Based on the results from POS tagging, the distribution of POS useage across candidates is highly similar - mainly due to the structure of the english language. One noteable observation is that Sen. Amy Klobuchar and Rep. Tulsi Gabbard have a higher use of proper nouns ('PROPN') than the other candidates. This observation will coincides with some of the results in Part B. Topic Modeling, where we learn that these two candidates, proportionally, had more tweets aimed at campaigning and securing donations than other candidates who spent more time tweeting about issues important to their respective campaign platforms. 

### Methodology
#### Research Objectives
Based on the exploratory data analysis, background research, and relevant domain knowledge, the following research objectives were identified.
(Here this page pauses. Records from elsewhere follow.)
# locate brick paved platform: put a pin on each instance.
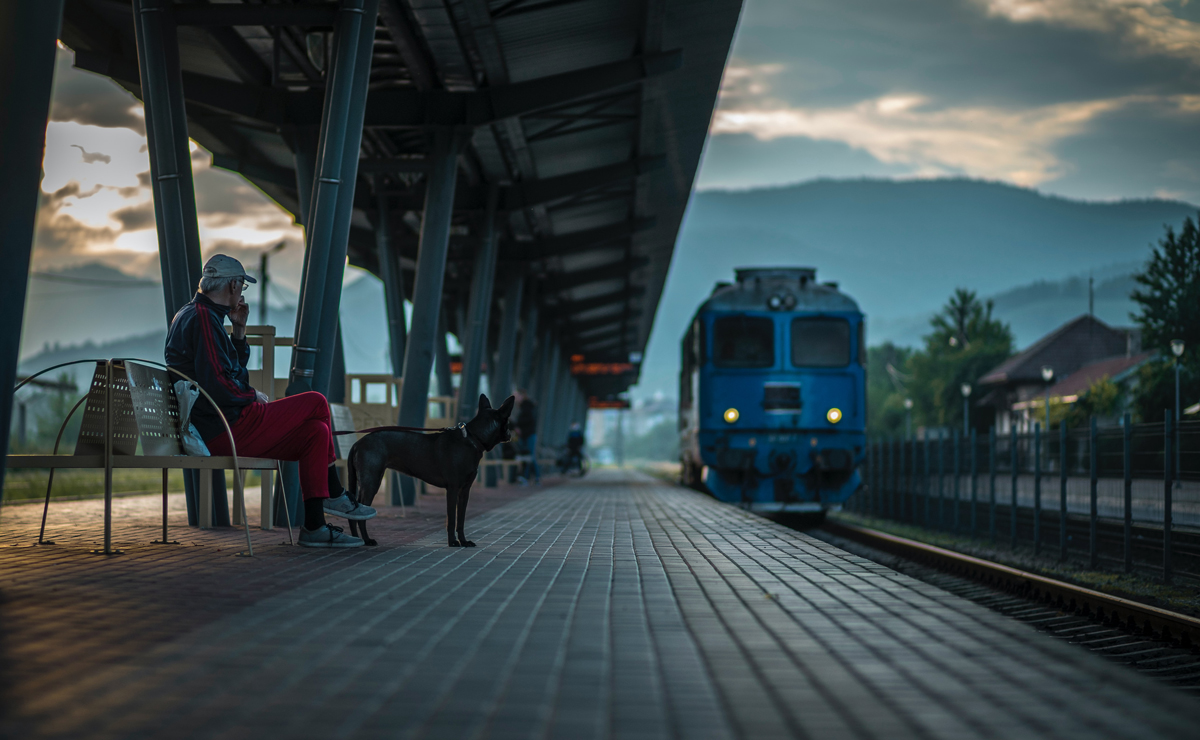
(612, 607)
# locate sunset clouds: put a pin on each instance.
(96, 203)
(1089, 98)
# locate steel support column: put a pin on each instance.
(502, 386)
(540, 381)
(171, 160)
(431, 265)
(479, 312)
(329, 221)
(562, 392)
(304, 142)
(28, 31)
(549, 389)
(173, 191)
(442, 358)
(528, 338)
(393, 281)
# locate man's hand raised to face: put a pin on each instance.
(238, 317)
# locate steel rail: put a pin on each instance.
(1129, 614)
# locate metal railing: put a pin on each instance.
(1128, 493)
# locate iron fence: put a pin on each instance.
(1126, 495)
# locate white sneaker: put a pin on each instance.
(342, 506)
(328, 536)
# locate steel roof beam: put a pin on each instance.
(574, 242)
(580, 328)
(401, 108)
(547, 190)
(408, 44)
(569, 281)
(599, 301)
(233, 14)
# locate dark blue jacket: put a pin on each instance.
(198, 347)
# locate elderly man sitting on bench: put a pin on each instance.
(293, 428)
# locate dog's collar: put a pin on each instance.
(474, 440)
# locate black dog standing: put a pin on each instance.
(448, 459)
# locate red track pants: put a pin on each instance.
(293, 428)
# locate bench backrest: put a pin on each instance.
(144, 407)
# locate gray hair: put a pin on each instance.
(216, 284)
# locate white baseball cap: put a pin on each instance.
(222, 265)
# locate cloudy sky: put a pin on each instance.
(96, 203)
(1086, 98)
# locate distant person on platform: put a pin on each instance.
(527, 427)
(293, 428)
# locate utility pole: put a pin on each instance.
(265, 281)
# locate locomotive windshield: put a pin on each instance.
(742, 341)
(820, 342)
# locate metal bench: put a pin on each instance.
(130, 402)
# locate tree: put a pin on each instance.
(1169, 299)
(886, 378)
(1101, 399)
(966, 342)
(1169, 293)
(1155, 390)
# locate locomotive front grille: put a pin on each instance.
(781, 397)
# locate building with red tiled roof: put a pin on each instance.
(1015, 389)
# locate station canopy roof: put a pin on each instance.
(591, 115)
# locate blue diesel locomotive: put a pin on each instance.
(773, 392)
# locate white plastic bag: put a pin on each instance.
(186, 393)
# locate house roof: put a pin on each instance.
(1114, 368)
(1073, 346)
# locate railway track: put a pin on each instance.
(1146, 539)
(1156, 642)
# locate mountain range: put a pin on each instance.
(899, 248)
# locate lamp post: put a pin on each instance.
(262, 288)
(1048, 375)
(966, 408)
(1177, 350)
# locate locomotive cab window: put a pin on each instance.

These objectives were thoroughly evaluated using various analytic techniques and machine learning algorithms as to maximize prediction capability or coherence while maximizing the amount of insight about each objective.
   1. Authorship Detection: Predict the author (in this case the Democractic Presidential Nominee Hopeful) given only the text of a previously unseen tweet and understand the stylistic features that most heavily influence the final prediction. 
   2. Topic Modeling: Identify the main topics discussed in the candidates’ tweets overall and how the candidates differed in their use of those topics.


#### Part A. Authorship Detection
[Authorship Detection notebook](AuthorshipDetection.ipynb)

The process of authorship detection requires a thorough exploratory analysis, above and beyond the techniques used in the previous section, as to understand the stylistic characteristics for each of the seven candidates contained in this dataset. Two 'traditional' approaches were used to accomplish this--the Mendenhall Curve and Kilgariff's Chi-Squared Methods. Combining the results of those analyses with known features of stylistic significance (based on more modern research on this topic), new features were generated from the tweet text. These features were fed into a machine learning pipeline, which tuned the hyperparameters for and evaluatd the efficacy of four distinct models. Once the optimal model was identified, every effort would be made to extract information about the model's selection criterion. 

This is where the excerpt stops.